The vehicle (sterile distilled water) control plates gave counts of revertant colonies within the normal range. All of the positive controls used in the test induced marked increases in the frequency of revertant colonies, both with or without metabolic activation. Thus, the sensitivity of the assay and the efficacy of the S9-mix were validated.

The test item caused no visible reduction in the growth of the bacterial background lawn at any dose level and was, therefore, tested up to the maximum recommended dose level of 5000 µg/plate. A test item precipitate (particulate in appearance) was noted at and above 1500 µg/plate, this observation did not prevent the scoring of revertant colonies.

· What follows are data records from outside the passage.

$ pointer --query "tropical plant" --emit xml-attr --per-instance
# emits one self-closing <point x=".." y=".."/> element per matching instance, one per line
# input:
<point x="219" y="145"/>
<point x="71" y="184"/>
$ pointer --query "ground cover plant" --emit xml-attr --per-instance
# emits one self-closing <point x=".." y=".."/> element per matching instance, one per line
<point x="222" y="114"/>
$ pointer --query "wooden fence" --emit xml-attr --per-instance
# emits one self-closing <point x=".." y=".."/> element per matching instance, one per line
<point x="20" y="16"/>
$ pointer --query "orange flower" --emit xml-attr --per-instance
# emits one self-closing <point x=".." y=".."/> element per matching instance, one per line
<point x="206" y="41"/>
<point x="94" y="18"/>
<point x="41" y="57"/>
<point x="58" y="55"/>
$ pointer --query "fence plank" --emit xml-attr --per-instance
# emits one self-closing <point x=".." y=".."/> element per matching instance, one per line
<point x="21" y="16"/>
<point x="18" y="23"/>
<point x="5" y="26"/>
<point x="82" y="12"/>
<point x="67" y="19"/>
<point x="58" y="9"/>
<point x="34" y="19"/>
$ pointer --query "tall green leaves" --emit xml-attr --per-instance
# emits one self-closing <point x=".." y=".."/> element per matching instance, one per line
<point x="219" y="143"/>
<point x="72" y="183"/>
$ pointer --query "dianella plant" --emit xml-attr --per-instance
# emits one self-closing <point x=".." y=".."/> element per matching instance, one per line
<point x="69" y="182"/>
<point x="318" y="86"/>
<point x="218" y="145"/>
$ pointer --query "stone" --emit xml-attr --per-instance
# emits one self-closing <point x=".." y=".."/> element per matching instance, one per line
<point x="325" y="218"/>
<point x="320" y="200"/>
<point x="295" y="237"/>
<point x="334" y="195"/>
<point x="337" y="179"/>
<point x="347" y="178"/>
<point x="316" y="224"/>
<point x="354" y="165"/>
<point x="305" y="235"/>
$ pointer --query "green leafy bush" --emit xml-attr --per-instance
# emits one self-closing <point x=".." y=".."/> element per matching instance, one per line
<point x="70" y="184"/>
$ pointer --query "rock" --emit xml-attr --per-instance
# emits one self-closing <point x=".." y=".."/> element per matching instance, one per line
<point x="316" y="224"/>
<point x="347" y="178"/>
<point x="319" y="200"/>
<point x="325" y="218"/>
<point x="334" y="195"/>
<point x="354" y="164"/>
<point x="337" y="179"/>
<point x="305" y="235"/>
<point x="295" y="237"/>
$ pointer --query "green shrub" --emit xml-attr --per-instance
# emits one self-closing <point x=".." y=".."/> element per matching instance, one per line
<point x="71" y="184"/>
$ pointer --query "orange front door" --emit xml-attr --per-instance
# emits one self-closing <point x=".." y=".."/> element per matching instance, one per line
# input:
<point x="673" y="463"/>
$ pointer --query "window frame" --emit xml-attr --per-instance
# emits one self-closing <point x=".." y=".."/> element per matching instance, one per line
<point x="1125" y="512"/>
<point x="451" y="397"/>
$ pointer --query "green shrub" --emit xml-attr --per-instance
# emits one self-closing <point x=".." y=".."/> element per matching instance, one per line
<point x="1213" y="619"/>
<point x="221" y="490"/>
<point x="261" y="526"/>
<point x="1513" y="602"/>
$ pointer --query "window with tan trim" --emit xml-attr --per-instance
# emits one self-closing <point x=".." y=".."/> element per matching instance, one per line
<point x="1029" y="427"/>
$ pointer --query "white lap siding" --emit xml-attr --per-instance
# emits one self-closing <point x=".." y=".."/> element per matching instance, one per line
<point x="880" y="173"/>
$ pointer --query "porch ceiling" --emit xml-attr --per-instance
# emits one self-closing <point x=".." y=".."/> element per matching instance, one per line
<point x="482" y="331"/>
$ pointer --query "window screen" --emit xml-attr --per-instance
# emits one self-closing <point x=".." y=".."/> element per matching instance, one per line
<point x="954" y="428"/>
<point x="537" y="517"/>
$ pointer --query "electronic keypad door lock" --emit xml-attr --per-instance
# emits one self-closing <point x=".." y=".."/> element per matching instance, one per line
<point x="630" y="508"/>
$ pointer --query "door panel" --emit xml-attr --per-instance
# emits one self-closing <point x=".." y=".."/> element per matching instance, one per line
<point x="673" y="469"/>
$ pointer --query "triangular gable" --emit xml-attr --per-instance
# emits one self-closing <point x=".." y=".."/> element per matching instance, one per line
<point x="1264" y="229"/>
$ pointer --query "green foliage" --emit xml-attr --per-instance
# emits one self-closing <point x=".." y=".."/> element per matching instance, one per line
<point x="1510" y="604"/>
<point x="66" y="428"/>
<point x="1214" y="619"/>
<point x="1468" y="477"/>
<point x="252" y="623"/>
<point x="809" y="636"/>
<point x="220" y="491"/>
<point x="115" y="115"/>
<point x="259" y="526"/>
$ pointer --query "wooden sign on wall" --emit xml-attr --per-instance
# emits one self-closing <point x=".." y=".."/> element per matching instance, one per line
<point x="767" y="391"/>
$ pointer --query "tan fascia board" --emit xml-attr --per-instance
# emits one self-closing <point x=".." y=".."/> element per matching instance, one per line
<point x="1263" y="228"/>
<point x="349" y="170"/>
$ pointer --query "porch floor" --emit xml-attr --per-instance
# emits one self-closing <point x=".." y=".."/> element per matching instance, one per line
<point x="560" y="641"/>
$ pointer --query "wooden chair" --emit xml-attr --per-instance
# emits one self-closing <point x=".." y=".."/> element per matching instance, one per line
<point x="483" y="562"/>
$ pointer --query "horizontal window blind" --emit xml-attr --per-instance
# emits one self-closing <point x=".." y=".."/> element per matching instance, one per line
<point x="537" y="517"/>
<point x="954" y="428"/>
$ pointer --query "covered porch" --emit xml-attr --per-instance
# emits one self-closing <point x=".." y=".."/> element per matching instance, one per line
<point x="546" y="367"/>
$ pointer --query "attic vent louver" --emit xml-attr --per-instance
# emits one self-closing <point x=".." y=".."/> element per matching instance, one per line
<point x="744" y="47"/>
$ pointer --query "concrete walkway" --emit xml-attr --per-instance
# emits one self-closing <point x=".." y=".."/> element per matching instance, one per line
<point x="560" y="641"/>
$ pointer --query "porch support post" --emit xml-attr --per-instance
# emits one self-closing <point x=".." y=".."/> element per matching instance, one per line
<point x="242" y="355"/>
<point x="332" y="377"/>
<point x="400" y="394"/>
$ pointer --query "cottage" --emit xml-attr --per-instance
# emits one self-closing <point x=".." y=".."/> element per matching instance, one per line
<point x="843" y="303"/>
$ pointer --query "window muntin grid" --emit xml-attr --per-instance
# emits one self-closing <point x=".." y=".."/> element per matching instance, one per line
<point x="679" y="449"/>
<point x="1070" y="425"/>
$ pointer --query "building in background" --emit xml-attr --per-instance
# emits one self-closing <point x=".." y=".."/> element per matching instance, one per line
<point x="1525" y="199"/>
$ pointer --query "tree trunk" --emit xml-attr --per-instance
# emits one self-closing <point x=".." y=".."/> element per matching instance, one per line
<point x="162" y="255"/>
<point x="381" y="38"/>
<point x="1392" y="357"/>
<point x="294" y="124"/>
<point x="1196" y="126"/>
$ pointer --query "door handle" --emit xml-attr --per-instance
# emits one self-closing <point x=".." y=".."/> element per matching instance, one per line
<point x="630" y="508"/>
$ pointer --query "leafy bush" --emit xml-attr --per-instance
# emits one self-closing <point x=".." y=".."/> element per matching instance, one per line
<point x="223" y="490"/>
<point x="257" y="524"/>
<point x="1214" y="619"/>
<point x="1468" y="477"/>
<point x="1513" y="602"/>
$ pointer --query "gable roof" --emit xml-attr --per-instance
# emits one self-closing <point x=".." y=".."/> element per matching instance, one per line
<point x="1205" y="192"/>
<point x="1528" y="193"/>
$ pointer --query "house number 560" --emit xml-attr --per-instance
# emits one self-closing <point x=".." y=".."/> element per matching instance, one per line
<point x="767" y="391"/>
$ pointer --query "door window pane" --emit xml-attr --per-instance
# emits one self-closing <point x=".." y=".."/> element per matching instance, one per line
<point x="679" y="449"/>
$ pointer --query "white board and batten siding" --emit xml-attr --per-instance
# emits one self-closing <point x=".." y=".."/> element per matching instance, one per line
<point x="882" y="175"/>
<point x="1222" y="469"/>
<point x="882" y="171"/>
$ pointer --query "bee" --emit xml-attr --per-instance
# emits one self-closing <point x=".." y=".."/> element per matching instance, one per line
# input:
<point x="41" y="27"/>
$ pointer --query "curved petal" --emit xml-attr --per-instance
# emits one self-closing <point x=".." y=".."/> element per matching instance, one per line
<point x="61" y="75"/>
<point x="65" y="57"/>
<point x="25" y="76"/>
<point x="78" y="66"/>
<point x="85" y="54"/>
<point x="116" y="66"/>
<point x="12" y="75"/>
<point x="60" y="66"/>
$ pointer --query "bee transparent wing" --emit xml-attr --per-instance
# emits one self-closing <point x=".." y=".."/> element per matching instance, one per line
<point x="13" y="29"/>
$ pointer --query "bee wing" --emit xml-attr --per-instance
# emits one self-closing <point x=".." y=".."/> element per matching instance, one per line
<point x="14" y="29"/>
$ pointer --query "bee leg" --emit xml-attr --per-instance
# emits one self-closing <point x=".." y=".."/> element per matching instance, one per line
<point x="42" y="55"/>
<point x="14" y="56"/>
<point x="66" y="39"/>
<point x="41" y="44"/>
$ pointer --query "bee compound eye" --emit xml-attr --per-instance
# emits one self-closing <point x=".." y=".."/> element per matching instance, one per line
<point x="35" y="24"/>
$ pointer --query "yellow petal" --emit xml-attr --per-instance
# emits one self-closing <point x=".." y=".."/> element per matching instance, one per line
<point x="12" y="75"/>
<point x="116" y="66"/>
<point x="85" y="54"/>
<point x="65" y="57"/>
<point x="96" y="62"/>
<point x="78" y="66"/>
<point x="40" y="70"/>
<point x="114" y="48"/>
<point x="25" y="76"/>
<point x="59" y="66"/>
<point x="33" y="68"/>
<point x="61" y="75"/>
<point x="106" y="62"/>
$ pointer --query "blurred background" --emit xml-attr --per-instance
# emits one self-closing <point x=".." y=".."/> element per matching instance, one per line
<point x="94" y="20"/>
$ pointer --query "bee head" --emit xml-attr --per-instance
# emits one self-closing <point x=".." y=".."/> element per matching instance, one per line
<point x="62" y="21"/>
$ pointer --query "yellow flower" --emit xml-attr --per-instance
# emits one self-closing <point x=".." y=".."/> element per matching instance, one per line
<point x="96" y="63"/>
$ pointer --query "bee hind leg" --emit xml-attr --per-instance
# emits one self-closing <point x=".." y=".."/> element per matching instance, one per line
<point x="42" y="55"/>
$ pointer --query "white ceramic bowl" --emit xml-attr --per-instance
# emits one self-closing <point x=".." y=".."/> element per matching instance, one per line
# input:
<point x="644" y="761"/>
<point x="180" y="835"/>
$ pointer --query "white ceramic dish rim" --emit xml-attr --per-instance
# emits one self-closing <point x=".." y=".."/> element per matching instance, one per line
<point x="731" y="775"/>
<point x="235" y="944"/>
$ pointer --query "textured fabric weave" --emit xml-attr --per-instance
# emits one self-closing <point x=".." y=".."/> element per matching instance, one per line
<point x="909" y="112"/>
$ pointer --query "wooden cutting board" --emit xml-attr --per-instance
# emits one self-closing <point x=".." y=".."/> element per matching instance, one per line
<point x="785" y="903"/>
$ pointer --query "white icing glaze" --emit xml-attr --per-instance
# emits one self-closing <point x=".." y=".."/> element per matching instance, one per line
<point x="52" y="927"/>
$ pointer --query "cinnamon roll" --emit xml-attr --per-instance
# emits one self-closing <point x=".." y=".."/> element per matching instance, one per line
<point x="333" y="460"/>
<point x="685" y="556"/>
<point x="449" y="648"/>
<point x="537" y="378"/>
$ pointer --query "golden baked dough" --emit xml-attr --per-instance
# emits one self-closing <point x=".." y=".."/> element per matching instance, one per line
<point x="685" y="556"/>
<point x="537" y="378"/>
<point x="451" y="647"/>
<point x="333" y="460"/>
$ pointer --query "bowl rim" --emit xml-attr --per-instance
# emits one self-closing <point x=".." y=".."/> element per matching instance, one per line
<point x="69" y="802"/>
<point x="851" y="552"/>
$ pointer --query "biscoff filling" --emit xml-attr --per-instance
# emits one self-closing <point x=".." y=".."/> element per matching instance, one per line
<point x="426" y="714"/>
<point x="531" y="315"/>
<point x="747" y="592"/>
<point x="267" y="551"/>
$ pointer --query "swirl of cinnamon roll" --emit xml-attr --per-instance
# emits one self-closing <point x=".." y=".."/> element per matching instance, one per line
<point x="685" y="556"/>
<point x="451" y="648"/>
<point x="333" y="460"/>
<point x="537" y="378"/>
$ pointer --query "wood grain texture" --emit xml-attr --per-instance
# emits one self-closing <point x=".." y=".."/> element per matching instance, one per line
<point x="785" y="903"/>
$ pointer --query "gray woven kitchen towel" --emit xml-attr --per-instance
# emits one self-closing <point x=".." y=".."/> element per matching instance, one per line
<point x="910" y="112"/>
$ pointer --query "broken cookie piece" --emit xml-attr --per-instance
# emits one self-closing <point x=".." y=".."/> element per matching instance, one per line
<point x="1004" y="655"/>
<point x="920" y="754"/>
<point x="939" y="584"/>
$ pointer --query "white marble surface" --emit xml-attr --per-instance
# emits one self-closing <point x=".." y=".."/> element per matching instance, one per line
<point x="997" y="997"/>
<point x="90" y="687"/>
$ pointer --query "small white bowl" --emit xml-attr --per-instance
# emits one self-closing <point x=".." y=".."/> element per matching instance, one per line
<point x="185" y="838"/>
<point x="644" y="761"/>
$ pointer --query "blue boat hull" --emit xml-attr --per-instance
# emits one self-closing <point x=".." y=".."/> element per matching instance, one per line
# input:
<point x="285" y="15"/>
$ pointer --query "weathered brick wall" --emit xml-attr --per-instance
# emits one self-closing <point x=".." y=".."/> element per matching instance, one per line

No significant increases in the frequency of revertant colonies were recorded for any of the strains of bacteria, at any dose level either with or without metabolic activation or exposure method.

All of the positive control chemicals used in the test induced marked increases in the frequency of revertant colonies thus confirming the activity of the S9-mix and the sensitivity of the bacterial strains.

Conclusion.

The test item, aluminum, benzoate C16-18-fatty acids complexes, was considered to be non-mutagenic under the conditions of this test.